Iowa Intellectual Property Blog
Marketing On-Line to Children Just Got Stricter
Jun. 24, 2013 – The Dickinson Law Newsroom, Iowa Intellectual Property Blog
To determine whether a web site is directed to children, the FTC considers several factors, including:
• The subject matter
• Visual or audio content;
• The age of models on the site;
• Whether the advertising on the site is directed to children;
• Information regarding the age of the actual or intended audience; and
• Whether a site uses animated characters or other child-oriented features.
To determine whether an entity is an “operator” with respect to information collected on a site, the FTC will consider:
• Who owns and controls the information;
• Who pays for the collection and maintenance of the information;
• What the pre-existing contractual relationships are in connection with the information; and
• What role the website plays in collecting or maintaining the information.

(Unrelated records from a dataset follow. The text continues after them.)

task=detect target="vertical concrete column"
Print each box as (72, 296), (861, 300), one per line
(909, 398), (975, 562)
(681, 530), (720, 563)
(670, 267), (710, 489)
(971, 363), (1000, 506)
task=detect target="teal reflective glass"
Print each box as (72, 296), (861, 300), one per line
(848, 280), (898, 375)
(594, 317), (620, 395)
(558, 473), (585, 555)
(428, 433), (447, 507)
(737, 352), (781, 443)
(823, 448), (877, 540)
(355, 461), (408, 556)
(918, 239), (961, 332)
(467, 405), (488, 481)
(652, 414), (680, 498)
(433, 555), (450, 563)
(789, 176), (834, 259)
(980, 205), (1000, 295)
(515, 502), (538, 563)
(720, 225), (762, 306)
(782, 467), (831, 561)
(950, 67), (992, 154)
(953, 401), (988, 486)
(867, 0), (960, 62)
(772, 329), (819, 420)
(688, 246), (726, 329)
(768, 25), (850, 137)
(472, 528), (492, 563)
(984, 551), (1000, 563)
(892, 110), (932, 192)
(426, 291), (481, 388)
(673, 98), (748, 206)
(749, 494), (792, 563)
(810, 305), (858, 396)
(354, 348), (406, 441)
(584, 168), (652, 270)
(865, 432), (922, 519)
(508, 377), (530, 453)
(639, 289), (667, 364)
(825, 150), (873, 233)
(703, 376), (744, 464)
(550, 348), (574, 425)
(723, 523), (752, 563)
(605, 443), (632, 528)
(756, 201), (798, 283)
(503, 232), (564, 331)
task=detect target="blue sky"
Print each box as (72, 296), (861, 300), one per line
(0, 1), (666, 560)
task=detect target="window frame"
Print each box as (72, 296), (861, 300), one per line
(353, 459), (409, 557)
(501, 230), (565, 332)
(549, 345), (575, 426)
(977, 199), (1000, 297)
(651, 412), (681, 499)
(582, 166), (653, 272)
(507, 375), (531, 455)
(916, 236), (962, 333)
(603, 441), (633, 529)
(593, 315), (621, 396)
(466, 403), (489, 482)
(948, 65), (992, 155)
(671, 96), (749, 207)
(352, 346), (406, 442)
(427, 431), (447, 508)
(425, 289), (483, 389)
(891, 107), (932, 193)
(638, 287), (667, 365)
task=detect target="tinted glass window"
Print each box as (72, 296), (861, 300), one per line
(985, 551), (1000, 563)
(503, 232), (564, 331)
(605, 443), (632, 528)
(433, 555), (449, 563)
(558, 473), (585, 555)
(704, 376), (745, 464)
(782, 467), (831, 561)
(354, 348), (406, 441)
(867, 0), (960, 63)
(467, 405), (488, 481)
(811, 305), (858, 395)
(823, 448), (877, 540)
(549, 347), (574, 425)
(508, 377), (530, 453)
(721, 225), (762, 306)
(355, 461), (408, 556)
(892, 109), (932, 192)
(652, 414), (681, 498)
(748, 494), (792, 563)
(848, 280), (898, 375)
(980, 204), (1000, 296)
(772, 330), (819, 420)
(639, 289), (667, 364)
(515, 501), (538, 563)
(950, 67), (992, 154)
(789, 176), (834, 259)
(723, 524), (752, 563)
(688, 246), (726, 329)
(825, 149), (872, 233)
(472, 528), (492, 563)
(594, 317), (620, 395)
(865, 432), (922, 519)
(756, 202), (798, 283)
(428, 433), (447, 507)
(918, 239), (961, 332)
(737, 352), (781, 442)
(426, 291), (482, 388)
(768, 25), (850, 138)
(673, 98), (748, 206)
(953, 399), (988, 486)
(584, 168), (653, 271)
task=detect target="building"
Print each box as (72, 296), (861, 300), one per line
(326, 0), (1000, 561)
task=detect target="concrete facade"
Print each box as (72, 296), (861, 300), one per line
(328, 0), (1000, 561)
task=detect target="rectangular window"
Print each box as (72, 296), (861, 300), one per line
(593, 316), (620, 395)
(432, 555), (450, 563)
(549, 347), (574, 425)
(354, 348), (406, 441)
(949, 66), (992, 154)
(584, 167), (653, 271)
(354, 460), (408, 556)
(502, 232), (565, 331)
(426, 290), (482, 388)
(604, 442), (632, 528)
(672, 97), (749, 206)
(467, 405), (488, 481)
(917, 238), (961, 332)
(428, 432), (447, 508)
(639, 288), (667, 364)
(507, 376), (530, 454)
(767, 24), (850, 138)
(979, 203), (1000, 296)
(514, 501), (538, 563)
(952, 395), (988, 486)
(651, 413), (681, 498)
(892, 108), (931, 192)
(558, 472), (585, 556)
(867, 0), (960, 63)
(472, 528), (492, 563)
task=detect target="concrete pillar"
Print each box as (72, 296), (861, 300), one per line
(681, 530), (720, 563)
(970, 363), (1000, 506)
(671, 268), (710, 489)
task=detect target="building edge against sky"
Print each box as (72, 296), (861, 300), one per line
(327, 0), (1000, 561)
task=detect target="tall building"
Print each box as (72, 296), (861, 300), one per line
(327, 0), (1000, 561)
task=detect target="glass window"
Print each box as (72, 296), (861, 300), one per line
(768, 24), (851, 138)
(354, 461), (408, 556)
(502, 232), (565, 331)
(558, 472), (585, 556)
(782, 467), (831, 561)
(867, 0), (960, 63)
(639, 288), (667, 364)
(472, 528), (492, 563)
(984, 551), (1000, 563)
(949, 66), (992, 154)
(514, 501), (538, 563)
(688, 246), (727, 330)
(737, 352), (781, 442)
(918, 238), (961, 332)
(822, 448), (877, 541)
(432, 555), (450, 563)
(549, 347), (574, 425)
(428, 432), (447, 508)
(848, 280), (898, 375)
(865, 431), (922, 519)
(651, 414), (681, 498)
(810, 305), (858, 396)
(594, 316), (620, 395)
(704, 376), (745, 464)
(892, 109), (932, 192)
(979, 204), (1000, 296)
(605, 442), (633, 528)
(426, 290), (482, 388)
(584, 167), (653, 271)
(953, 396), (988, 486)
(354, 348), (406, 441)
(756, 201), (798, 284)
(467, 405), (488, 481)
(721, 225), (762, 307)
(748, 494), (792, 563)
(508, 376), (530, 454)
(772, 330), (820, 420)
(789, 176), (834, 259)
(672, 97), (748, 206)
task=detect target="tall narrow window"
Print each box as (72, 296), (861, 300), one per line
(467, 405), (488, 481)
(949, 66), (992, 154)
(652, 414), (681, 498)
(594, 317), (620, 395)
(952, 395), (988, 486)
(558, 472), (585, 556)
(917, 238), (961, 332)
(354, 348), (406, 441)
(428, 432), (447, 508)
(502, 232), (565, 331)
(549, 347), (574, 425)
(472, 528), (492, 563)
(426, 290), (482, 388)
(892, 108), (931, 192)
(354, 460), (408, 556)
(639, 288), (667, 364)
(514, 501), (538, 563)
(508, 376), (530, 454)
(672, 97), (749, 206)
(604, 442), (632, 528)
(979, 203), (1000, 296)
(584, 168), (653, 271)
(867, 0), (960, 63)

In December 2012, the FTC recommended several changes to COPPA which take effective July 1, 2013.
These amendments include:
• Covering data collection by plug-ins, software downloads, or advertising networks integrated into websites (this closed a loophole for third parties);
• Requiring parental consent to include persistent identifiers (e.g., IP addresses, mobile devices) used for behavioral advertising and other tracking across web sites;
• Allowing persistent identifiers to be used without parental consent if the use is limited to supporting their own operations and not as a marketing tool;
• Treating geo-location information and any photo, video or audio file that includes a child’s image or voice as personal information;
• Allowing child-directed sites and services to differentiate among users by age-screening, and to provide notice and obtain parental consent only for those self-identifying as under 13;
• Streamlining the notice requirements to ensure information about data collection and use practices is presented to parents in a succinct “just-in-time” notice;
• Requiring “reasonable steps” to ensure any release of a child’s personal information is made only to service providers and third parties capable of maintaining its confidentiality, security, and integrity; and
• Regulating data retention and deletion.
Penalties are steep for violators – up to $16,000 per violation. There has been some indication that small companies who make a good faith effort to comply may be given a grace period; however that remains to be seen.